The Doon Street tower
The Doon Street tower

Thus wrote William Wordsworth in 1802 of the view from Westminster Bridge; but truly dull of soul is Secretary of State Hazel Blears, who has ignored her planning inspector's advice and granted planning permission for the construction of a 44-storey tower at Doon Street, behind the National Theatre. Harold Macmillan pulled down the Euston Arch but could at least claim that we had never had it so good, so what is the justification of Blears, the arch-vandal de nos jours for ruining the views from Westminster Bridge and St James's Park, and will she overrule the inspector's advice on the Beetham Tower too, if he rightly concludes that a 170m-high tower at the south end of Blackfriars Bridge is not what London wants or needs? 

The credit crunch may yet prove to have a silver lining if these and other horrors projected at Vauxhall and in the City are put on hold. The past decade or so has been a boom time for many gardens, with the creation of opulent new gardens for the mega-rich, the television programme- inspired makeovers of the plots of those of more modest means, and the restoration of many public parks, thanks to generous grants from the National Lottery. We know that Lottery funding will of necessity be less generous in the future, to help pay for the 2012 London Olympics; and the Mayor of London, Boris Johnson, is now saying that the provisions for 2012 will themselves have to be pared down. 
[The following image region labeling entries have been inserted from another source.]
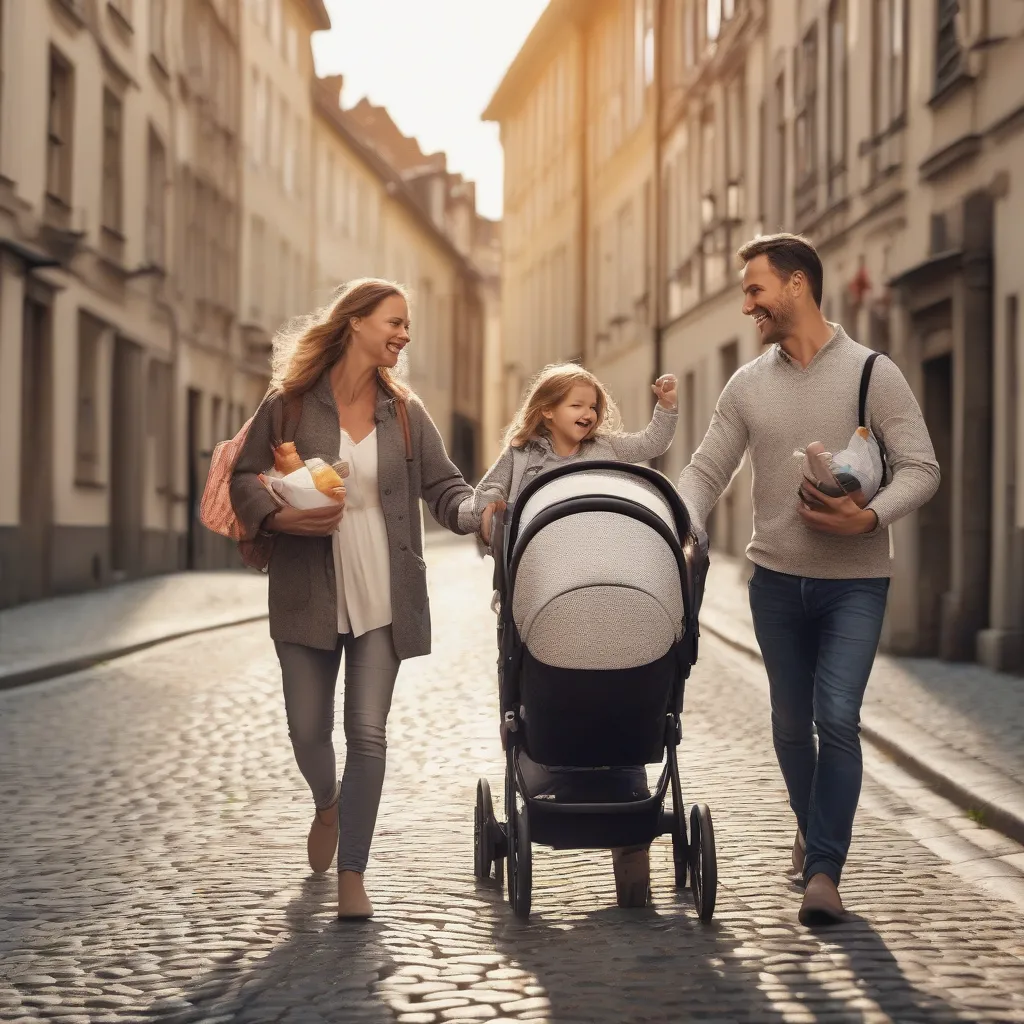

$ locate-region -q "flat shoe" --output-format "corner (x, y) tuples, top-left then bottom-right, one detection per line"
(799, 872), (846, 928)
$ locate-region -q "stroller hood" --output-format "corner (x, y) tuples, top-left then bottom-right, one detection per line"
(509, 464), (685, 670)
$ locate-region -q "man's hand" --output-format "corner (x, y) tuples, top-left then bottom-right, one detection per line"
(650, 374), (679, 410)
(480, 501), (507, 546)
(798, 480), (879, 537)
(263, 501), (345, 537)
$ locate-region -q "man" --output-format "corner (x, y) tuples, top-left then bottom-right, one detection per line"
(679, 234), (939, 926)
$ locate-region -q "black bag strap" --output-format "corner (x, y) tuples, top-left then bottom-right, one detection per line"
(270, 394), (302, 447)
(857, 352), (882, 427)
(857, 352), (889, 483)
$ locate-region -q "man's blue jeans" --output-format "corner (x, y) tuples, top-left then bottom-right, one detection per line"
(748, 565), (889, 885)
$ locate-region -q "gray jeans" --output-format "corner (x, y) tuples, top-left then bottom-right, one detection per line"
(274, 626), (400, 871)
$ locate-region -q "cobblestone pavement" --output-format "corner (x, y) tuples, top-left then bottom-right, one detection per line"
(0, 571), (266, 677)
(701, 554), (1024, 806)
(0, 545), (1024, 1024)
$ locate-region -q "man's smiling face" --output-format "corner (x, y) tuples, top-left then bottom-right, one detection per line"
(742, 256), (796, 345)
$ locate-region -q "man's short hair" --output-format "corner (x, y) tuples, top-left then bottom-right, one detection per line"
(736, 231), (824, 309)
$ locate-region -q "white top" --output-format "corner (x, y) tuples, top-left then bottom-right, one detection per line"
(333, 428), (391, 637)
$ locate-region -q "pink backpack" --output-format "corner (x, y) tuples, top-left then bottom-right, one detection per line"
(199, 397), (302, 571)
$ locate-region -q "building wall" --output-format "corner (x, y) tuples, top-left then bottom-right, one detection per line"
(0, 2), (184, 603)
(659, 0), (1024, 668)
(501, 27), (586, 400)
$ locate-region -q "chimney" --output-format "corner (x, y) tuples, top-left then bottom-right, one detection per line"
(319, 75), (345, 106)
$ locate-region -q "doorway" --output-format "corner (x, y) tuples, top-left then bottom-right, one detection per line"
(918, 353), (955, 657)
(14, 296), (53, 602)
(185, 388), (203, 569)
(110, 337), (145, 580)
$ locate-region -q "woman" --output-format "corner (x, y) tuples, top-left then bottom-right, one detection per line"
(231, 280), (473, 919)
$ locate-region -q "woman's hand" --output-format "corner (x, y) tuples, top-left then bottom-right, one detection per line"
(650, 374), (679, 410)
(263, 501), (345, 537)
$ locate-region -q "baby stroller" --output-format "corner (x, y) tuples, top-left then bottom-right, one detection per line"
(474, 461), (718, 922)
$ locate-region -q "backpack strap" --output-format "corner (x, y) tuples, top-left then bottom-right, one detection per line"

So will the present loss of financial confidence lead to a change in the way we garden? Unemployment figures are approaching two million, many people's incomes are falling, and the rate of inflation and the cost of food have risen. But will we see more productive use made of land? The Royal Parks have shown with their Dig for Victory model allotment in St James's Park how a wide range of vegetables can be produced in a small area. So far as I know (I missed the recent public presentation), the latest proposals for the revamp of St James's Square do not make provision for cabbages and runner beans and an old bath for a water supply as shown in Adrian Allinson's well-known 1942 painting, but will the aftermath of 2012 include once more turning over the park at Greenwich to allotments? Both scenarios seem improbable, but just think of the Olympic manure!

Greenwich Disruption

The Queen's House at Greenwich
The Queen's House at Greenwich
Lord Coe, Chairman of LOCOG, has replied to my letter raising the Trust's concerns about the use of Greenwich Park for the equestrian events with an assurance that LOCOG is committed to minimizing disruption in the Park and that it will be returned after the games in the state in which it was received; but details of any promised post-Olympics reinstatement works are in short supply. If it is the done deal that it seems to be, Royal Parks must have a wish-list of projects that they can present alongside the bill for loss of revenue. It would be nice to think that the area below the Wolfe Monument and the interface between the Park and the National Maritime Museum might at last be sorted out properly as part of the 'lasting legacy', about which we hear so much; let us at least hope that London's longest and most inappropriately sited herbaceous border, the one south of the Queen's House, can quietly fail victim to the horses and not be reinstated afterwards. I know that the locals love it, but it shouldn't be there. A formal planning application for the works, which are described as a temporary overlay, will be made to Greenwich Borough Council for consideration in 2009.